Two of their goals center around helping kids learn to read and helping get food to the hungry, said Desiree Johnson, executive director of the local United Way.
“Close to 15 percent of Wapello County residents are food insecure; one in four children do not have enough food to eat,” Johnson said Thursday as she prepared for the annual meeting.
The United Way partners with the Iowa Food Bank Association and the Food Bank of Southern Iowa in Ottumwa to bring awareness to the issue of hunger in Wapello County and southern Iowa.
Those hungry kids are going to have trouble paying attention to what the teacher is saying, she wrote in the speech she planned to share Thursday night. But the research shows, she said, that helping with early-grade reading is a logical place to put organization resources.
Children generally learn to read until third grade. After that, the course work gets more challenging. By the fourth grade, they should be “reading to learn.”
Students who don’t read well have difficulty keeping up.
It’s so bad, in fact, educators say reading ability in younger children is a predictor of later success in school careers. Poor readers in elementary school are four times more likely to drop out of high school later in life.
While the community has been supportive of United Way fundraisers and goals, Johnson said to be truly successful in achieving change, the community needs to pull in the same direction with each other, not against each other.

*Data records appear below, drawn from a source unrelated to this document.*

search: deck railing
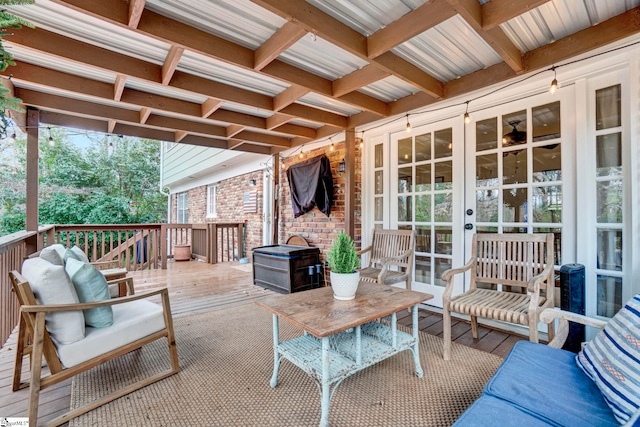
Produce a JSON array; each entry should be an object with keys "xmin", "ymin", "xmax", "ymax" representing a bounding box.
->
[{"xmin": 0, "ymin": 222, "xmax": 244, "ymax": 350}]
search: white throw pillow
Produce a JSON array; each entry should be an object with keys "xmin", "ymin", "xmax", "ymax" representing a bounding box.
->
[
  {"xmin": 65, "ymin": 258, "xmax": 113, "ymax": 328},
  {"xmin": 22, "ymin": 258, "xmax": 84, "ymax": 344},
  {"xmin": 40, "ymin": 243, "xmax": 66, "ymax": 265}
]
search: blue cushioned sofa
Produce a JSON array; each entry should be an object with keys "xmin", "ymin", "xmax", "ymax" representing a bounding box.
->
[{"xmin": 454, "ymin": 309, "xmax": 640, "ymax": 427}]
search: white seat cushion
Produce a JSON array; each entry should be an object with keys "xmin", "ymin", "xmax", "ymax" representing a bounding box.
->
[
  {"xmin": 22, "ymin": 257, "xmax": 84, "ymax": 344},
  {"xmin": 57, "ymin": 300, "xmax": 165, "ymax": 368}
]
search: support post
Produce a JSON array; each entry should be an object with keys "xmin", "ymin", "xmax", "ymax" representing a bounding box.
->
[
  {"xmin": 344, "ymin": 128, "xmax": 356, "ymax": 240},
  {"xmin": 271, "ymin": 153, "xmax": 280, "ymax": 245},
  {"xmin": 25, "ymin": 108, "xmax": 41, "ymax": 254}
]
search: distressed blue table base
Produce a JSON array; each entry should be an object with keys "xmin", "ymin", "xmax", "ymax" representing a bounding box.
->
[{"xmin": 270, "ymin": 305, "xmax": 424, "ymax": 426}]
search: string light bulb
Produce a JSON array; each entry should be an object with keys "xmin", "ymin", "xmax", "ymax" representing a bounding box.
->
[
  {"xmin": 464, "ymin": 101, "xmax": 471, "ymax": 125},
  {"xmin": 549, "ymin": 66, "xmax": 558, "ymax": 94}
]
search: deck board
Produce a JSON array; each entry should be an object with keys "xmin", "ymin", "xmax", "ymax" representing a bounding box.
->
[{"xmin": 0, "ymin": 261, "xmax": 526, "ymax": 422}]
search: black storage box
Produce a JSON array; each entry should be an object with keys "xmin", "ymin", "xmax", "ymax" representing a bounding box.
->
[{"xmin": 253, "ymin": 245, "xmax": 321, "ymax": 294}]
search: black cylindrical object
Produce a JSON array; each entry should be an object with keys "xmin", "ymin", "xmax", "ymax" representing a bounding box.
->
[{"xmin": 560, "ymin": 264, "xmax": 585, "ymax": 353}]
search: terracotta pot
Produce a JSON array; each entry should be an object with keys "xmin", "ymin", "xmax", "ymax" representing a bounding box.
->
[{"xmin": 173, "ymin": 245, "xmax": 191, "ymax": 261}]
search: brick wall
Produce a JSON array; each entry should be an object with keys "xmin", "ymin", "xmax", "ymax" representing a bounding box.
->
[
  {"xmin": 279, "ymin": 143, "xmax": 362, "ymax": 259},
  {"xmin": 171, "ymin": 142, "xmax": 362, "ymax": 259}
]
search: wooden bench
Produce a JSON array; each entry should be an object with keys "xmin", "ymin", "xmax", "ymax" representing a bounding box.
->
[
  {"xmin": 442, "ymin": 233, "xmax": 555, "ymax": 360},
  {"xmin": 9, "ymin": 271, "xmax": 180, "ymax": 426},
  {"xmin": 358, "ymin": 229, "xmax": 415, "ymax": 290}
]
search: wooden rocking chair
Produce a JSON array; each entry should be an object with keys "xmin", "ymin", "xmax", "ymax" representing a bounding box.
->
[{"xmin": 358, "ymin": 229, "xmax": 415, "ymax": 290}]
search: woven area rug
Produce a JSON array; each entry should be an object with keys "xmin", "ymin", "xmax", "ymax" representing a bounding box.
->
[{"xmin": 70, "ymin": 304, "xmax": 502, "ymax": 427}]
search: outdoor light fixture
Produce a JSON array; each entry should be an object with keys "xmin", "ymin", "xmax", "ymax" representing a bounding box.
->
[
  {"xmin": 464, "ymin": 101, "xmax": 471, "ymax": 125},
  {"xmin": 549, "ymin": 67, "xmax": 558, "ymax": 93}
]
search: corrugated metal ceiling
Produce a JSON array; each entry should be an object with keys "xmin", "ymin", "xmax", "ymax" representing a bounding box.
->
[{"xmin": 1, "ymin": 0, "xmax": 640, "ymax": 154}]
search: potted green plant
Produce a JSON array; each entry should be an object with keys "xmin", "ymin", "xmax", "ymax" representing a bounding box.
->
[{"xmin": 327, "ymin": 231, "xmax": 360, "ymax": 300}]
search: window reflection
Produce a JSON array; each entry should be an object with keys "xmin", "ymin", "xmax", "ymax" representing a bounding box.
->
[
  {"xmin": 433, "ymin": 128, "xmax": 453, "ymax": 159},
  {"xmin": 416, "ymin": 164, "xmax": 431, "ymax": 191},
  {"xmin": 398, "ymin": 196, "xmax": 413, "ymax": 222},
  {"xmin": 596, "ymin": 132, "xmax": 622, "ymax": 176},
  {"xmin": 398, "ymin": 138, "xmax": 413, "ymax": 165},
  {"xmin": 533, "ymin": 144, "xmax": 562, "ymax": 182},
  {"xmin": 416, "ymin": 133, "xmax": 431, "ymax": 162},
  {"xmin": 502, "ymin": 188, "xmax": 527, "ymax": 222},
  {"xmin": 416, "ymin": 194, "xmax": 431, "ymax": 222},
  {"xmin": 531, "ymin": 101, "xmax": 560, "ymax": 142},
  {"xmin": 476, "ymin": 117, "xmax": 498, "ymax": 151},
  {"xmin": 398, "ymin": 166, "xmax": 412, "ymax": 193}
]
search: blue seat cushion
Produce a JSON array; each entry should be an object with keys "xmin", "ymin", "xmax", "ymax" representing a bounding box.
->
[
  {"xmin": 452, "ymin": 394, "xmax": 549, "ymax": 427},
  {"xmin": 484, "ymin": 341, "xmax": 620, "ymax": 427}
]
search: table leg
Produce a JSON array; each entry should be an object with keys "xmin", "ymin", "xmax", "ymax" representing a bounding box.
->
[
  {"xmin": 269, "ymin": 314, "xmax": 280, "ymax": 388},
  {"xmin": 411, "ymin": 304, "xmax": 424, "ymax": 378},
  {"xmin": 320, "ymin": 337, "xmax": 331, "ymax": 427}
]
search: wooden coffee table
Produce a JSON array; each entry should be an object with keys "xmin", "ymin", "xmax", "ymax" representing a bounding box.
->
[{"xmin": 256, "ymin": 282, "xmax": 433, "ymax": 426}]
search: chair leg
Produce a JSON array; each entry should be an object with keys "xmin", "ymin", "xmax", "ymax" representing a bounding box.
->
[
  {"xmin": 471, "ymin": 316, "xmax": 478, "ymax": 340},
  {"xmin": 11, "ymin": 315, "xmax": 27, "ymax": 391},
  {"xmin": 442, "ymin": 302, "xmax": 451, "ymax": 360}
]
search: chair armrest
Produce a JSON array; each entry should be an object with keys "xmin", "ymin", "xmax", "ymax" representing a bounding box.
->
[
  {"xmin": 89, "ymin": 259, "xmax": 122, "ymax": 270},
  {"xmin": 107, "ymin": 277, "xmax": 136, "ymax": 296},
  {"xmin": 358, "ymin": 245, "xmax": 372, "ymax": 255},
  {"xmin": 20, "ymin": 288, "xmax": 169, "ymax": 313},
  {"xmin": 540, "ymin": 308, "xmax": 607, "ymax": 348},
  {"xmin": 441, "ymin": 258, "xmax": 476, "ymax": 286}
]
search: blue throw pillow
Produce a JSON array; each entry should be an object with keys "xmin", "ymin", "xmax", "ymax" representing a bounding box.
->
[
  {"xmin": 576, "ymin": 294, "xmax": 640, "ymax": 424},
  {"xmin": 65, "ymin": 258, "xmax": 113, "ymax": 328}
]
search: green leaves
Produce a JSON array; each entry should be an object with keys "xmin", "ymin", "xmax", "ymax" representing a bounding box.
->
[{"xmin": 327, "ymin": 231, "xmax": 360, "ymax": 273}]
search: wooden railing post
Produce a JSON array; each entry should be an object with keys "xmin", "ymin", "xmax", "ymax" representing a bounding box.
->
[{"xmin": 160, "ymin": 224, "xmax": 167, "ymax": 270}]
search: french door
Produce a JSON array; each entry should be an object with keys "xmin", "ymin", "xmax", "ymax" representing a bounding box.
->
[
  {"xmin": 465, "ymin": 87, "xmax": 575, "ymax": 272},
  {"xmin": 390, "ymin": 118, "xmax": 464, "ymax": 306}
]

When they’ve teamed up with other community action agencies, they’ve seen improvements in the quality of life locally. So another of the United Way’s goals is to increase collaboration with other agencies seeking to help the community.
Through communication, she believes, groups can come to some sort of agreement on what is most important to the health of the Wapello County area. Then they can improve the community as a team — pushing or pulling in the same direction.
“What United Ways do well is recruit people with passion, expertise and resources to make a difference. But that’s not enough. It takes a whole community. [That] means working collaboratively on communitywide and community-based strategies that can drive real change — not [just] tweaks of [the] status quo,” she said.